Ogni momento di riflessione, incontro e dibattito su questi temi, come il Forum, può costituire un fertile punto di confronto di culture ed interessi diversi, da cui possono scaturire soluzioni originali ed incoraggianti per la pianificazione delle politiche future. È per questo che accolgo sempre con favore iniziative del genere. Dalla partecipazione allargata possono scaturire importanti novità.

Ci può indicare, alcune esperienze, a livello tecnico e gestionale, finalizzate al risparmio e/o riuso nel panorama nazionale o internazionale  particolarmente significative che vorrebbe veder applicate in Italia su larga scala?
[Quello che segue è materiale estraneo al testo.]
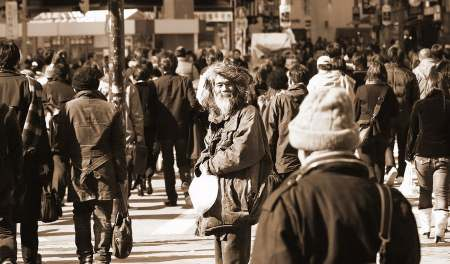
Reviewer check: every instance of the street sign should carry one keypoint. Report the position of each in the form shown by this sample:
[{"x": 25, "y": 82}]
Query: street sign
[
  {"x": 285, "y": 15},
  {"x": 12, "y": 21},
  {"x": 386, "y": 18}
]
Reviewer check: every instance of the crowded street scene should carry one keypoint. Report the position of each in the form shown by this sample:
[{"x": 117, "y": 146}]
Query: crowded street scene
[{"x": 225, "y": 131}]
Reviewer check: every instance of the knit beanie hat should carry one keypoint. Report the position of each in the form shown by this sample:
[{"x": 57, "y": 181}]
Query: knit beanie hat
[
  {"x": 324, "y": 122},
  {"x": 86, "y": 78}
]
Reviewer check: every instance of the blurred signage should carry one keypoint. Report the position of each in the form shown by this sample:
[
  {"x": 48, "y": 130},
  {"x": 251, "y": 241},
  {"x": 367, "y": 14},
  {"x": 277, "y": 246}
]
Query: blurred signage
[
  {"x": 386, "y": 15},
  {"x": 12, "y": 21},
  {"x": 285, "y": 15},
  {"x": 214, "y": 16}
]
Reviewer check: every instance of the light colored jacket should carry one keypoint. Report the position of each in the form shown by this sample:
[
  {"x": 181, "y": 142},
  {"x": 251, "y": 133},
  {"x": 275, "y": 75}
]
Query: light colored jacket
[
  {"x": 332, "y": 79},
  {"x": 422, "y": 72}
]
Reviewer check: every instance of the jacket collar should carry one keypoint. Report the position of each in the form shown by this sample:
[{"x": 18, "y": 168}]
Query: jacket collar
[
  {"x": 90, "y": 94},
  {"x": 334, "y": 161}
]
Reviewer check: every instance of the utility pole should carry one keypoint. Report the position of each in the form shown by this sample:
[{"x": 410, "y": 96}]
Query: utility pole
[
  {"x": 116, "y": 91},
  {"x": 24, "y": 47}
]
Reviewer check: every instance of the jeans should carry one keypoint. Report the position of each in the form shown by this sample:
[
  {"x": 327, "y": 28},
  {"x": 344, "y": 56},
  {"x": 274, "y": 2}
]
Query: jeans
[
  {"x": 168, "y": 162},
  {"x": 433, "y": 177},
  {"x": 82, "y": 213},
  {"x": 233, "y": 248},
  {"x": 8, "y": 244}
]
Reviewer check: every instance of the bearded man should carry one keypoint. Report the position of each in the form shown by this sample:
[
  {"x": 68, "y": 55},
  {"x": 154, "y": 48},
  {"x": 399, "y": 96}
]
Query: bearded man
[{"x": 237, "y": 153}]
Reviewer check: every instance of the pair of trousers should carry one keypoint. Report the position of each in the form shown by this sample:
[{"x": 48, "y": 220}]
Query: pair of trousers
[
  {"x": 29, "y": 240},
  {"x": 433, "y": 177},
  {"x": 183, "y": 164},
  {"x": 101, "y": 211},
  {"x": 233, "y": 248},
  {"x": 8, "y": 244}
]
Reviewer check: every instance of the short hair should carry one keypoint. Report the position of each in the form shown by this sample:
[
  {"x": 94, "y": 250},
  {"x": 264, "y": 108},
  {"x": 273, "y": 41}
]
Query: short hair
[
  {"x": 180, "y": 52},
  {"x": 376, "y": 72},
  {"x": 168, "y": 62},
  {"x": 299, "y": 73},
  {"x": 9, "y": 55},
  {"x": 277, "y": 79},
  {"x": 437, "y": 51},
  {"x": 333, "y": 50},
  {"x": 359, "y": 59},
  {"x": 395, "y": 55},
  {"x": 141, "y": 73}
]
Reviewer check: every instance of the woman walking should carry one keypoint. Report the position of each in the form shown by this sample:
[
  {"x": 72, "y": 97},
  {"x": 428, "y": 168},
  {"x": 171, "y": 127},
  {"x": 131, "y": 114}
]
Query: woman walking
[{"x": 428, "y": 147}]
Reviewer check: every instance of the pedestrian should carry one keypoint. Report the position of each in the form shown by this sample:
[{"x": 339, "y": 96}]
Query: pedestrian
[
  {"x": 185, "y": 67},
  {"x": 24, "y": 95},
  {"x": 237, "y": 153},
  {"x": 428, "y": 148},
  {"x": 281, "y": 110},
  {"x": 176, "y": 108},
  {"x": 329, "y": 210},
  {"x": 375, "y": 93},
  {"x": 406, "y": 89},
  {"x": 56, "y": 92},
  {"x": 146, "y": 89},
  {"x": 90, "y": 133},
  {"x": 11, "y": 166},
  {"x": 422, "y": 71}
]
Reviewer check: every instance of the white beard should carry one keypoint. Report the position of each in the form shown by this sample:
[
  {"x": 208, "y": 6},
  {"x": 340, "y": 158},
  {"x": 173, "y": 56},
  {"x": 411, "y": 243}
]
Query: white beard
[{"x": 224, "y": 104}]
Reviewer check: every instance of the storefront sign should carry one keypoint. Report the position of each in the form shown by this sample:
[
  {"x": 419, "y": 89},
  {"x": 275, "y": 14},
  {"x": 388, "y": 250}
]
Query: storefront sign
[{"x": 12, "y": 21}]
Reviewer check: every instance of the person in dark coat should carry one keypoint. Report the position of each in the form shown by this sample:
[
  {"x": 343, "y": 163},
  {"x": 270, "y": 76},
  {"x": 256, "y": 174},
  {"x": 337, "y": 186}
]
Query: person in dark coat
[
  {"x": 329, "y": 211},
  {"x": 281, "y": 110},
  {"x": 90, "y": 133},
  {"x": 428, "y": 147},
  {"x": 11, "y": 163},
  {"x": 406, "y": 89},
  {"x": 367, "y": 96},
  {"x": 176, "y": 107},
  {"x": 24, "y": 95}
]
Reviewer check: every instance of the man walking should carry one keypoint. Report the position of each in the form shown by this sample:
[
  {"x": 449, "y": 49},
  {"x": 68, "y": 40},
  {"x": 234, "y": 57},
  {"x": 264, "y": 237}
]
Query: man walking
[{"x": 90, "y": 133}]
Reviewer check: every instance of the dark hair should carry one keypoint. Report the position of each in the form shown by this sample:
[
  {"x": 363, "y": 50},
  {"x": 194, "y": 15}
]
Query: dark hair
[
  {"x": 299, "y": 73},
  {"x": 168, "y": 62},
  {"x": 376, "y": 72},
  {"x": 277, "y": 79},
  {"x": 359, "y": 59},
  {"x": 180, "y": 52},
  {"x": 437, "y": 51},
  {"x": 395, "y": 55},
  {"x": 333, "y": 50},
  {"x": 141, "y": 73},
  {"x": 9, "y": 55}
]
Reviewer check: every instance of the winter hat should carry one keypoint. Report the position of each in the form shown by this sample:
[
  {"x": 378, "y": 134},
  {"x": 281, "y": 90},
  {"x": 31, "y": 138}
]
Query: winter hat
[
  {"x": 324, "y": 122},
  {"x": 86, "y": 78}
]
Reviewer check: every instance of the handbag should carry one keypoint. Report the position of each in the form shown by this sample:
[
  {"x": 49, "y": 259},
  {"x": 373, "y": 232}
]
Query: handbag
[
  {"x": 366, "y": 126},
  {"x": 122, "y": 235},
  {"x": 50, "y": 207}
]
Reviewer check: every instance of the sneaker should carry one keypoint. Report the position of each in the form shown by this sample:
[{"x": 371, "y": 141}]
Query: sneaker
[{"x": 391, "y": 175}]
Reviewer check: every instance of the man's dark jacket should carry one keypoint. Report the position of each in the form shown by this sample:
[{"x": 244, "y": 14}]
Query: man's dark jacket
[
  {"x": 281, "y": 110},
  {"x": 332, "y": 215},
  {"x": 176, "y": 105}
]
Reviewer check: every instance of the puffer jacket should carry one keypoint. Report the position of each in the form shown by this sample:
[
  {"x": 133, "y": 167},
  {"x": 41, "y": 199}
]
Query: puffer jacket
[
  {"x": 332, "y": 79},
  {"x": 422, "y": 71},
  {"x": 237, "y": 152}
]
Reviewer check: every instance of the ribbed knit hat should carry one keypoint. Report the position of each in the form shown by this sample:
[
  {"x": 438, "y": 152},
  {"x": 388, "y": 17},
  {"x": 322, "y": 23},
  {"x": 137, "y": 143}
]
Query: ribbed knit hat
[{"x": 324, "y": 122}]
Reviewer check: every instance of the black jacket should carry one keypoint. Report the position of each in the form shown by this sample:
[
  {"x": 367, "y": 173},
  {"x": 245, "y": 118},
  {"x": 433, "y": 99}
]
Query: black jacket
[
  {"x": 429, "y": 131},
  {"x": 332, "y": 215},
  {"x": 283, "y": 107}
]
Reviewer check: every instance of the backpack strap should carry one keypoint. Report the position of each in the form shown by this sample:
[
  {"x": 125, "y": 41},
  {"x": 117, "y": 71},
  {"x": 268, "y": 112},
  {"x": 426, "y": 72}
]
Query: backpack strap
[{"x": 385, "y": 222}]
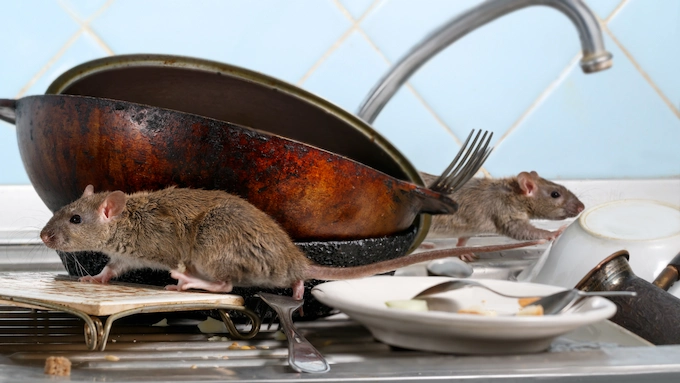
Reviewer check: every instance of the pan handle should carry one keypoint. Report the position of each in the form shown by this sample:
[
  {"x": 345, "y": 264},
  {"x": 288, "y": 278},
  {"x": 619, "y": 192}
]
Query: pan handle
[{"x": 8, "y": 110}]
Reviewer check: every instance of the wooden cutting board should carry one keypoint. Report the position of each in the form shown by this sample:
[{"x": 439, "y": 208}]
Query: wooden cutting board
[{"x": 99, "y": 299}]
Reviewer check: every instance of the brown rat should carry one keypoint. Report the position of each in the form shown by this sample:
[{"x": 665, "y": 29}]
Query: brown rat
[
  {"x": 505, "y": 206},
  {"x": 208, "y": 239}
]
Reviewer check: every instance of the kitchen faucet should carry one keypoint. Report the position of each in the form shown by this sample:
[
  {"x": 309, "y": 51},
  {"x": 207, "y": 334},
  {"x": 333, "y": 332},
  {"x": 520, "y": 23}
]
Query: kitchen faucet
[{"x": 595, "y": 57}]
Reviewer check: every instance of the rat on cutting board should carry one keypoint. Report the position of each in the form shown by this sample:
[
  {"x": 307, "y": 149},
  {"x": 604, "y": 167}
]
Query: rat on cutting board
[
  {"x": 208, "y": 239},
  {"x": 505, "y": 206}
]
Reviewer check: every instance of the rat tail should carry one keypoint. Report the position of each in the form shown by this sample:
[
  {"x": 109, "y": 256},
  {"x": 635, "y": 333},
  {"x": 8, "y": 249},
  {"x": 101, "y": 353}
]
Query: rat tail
[{"x": 338, "y": 273}]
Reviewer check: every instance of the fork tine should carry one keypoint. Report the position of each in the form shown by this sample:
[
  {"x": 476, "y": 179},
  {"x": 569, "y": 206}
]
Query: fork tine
[
  {"x": 460, "y": 170},
  {"x": 464, "y": 165},
  {"x": 472, "y": 166},
  {"x": 442, "y": 177}
]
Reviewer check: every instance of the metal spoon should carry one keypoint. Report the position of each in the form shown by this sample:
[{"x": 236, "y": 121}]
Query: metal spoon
[
  {"x": 552, "y": 304},
  {"x": 450, "y": 267},
  {"x": 457, "y": 284},
  {"x": 302, "y": 356},
  {"x": 562, "y": 301}
]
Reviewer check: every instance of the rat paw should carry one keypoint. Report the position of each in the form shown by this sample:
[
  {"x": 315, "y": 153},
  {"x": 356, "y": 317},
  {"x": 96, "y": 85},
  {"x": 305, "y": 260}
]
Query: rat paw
[
  {"x": 553, "y": 235},
  {"x": 90, "y": 279}
]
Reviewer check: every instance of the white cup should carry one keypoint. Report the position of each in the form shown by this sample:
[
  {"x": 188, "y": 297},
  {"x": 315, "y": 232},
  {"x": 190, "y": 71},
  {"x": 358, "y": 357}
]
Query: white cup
[{"x": 649, "y": 230}]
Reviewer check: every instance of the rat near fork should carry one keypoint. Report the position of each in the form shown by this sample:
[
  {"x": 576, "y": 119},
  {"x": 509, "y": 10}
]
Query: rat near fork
[
  {"x": 505, "y": 206},
  {"x": 208, "y": 239}
]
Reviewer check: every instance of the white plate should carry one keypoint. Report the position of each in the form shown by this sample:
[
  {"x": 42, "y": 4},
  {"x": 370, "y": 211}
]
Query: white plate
[{"x": 364, "y": 301}]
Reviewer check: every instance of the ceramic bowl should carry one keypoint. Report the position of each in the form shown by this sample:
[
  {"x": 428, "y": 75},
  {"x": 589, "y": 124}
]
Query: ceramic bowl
[
  {"x": 452, "y": 332},
  {"x": 649, "y": 230}
]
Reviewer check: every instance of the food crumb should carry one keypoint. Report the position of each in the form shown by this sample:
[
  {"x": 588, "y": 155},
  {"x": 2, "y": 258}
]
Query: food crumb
[
  {"x": 530, "y": 310},
  {"x": 57, "y": 365}
]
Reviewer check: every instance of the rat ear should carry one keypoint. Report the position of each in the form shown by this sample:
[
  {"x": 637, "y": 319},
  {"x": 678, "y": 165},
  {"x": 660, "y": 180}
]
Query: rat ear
[
  {"x": 526, "y": 183},
  {"x": 112, "y": 206},
  {"x": 89, "y": 190}
]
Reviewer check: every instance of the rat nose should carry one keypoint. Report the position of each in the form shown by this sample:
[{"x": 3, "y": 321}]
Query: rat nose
[{"x": 45, "y": 236}]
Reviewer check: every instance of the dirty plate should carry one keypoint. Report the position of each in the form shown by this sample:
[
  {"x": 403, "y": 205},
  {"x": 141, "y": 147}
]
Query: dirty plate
[{"x": 451, "y": 332}]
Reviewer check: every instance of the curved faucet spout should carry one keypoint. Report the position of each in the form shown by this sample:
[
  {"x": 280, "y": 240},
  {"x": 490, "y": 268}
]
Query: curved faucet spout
[{"x": 595, "y": 57}]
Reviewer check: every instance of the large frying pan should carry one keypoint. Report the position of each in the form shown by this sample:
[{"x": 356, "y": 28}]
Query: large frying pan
[{"x": 340, "y": 211}]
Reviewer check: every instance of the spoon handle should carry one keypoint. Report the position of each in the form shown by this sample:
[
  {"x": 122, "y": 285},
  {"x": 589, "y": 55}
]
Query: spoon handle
[{"x": 607, "y": 293}]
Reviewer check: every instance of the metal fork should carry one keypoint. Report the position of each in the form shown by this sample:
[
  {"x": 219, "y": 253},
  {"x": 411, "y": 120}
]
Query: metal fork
[
  {"x": 302, "y": 356},
  {"x": 462, "y": 169}
]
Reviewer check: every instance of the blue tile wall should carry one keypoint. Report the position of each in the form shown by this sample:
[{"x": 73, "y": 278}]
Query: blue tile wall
[{"x": 517, "y": 76}]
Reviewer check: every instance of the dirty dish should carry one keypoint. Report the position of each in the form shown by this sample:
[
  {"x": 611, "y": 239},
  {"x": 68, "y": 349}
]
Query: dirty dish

Il principale fattore che induce a comportamenti virtuosi nell’uso dell’acqua è la scarsità di risorsa. Da ciò nasce una cultura diffusa che diventa spontanea regola di vita. Il caso più significativo cui mi viene di pensare è quello di Israele, in cui l’unità di misura dell’acqua è la goccia e con le gocce hanno saputo costruire un sistema di consumi in cui bisogni e disponibilità sono equilibrati anche nei sistemi produttivi, industriali e agricoli, che si sono radicalmente innovati. I cittadini nascono e crescono in questa cultura, che trova nella scuola e nell’esempio della vita quotidiana le sue radici profonde. Basterebbe, dunque, mutuare un po’ della cultura e dei sistemi educativi e formativi di quel Paese, nella giusta proporzione rispetto alle nostre maggiori disponibilità di risorse, per aprire una prospettiva più promettente, fondata sui comportamenti spontanei e non su misure coercitive, che solitamente producono risultati modesti.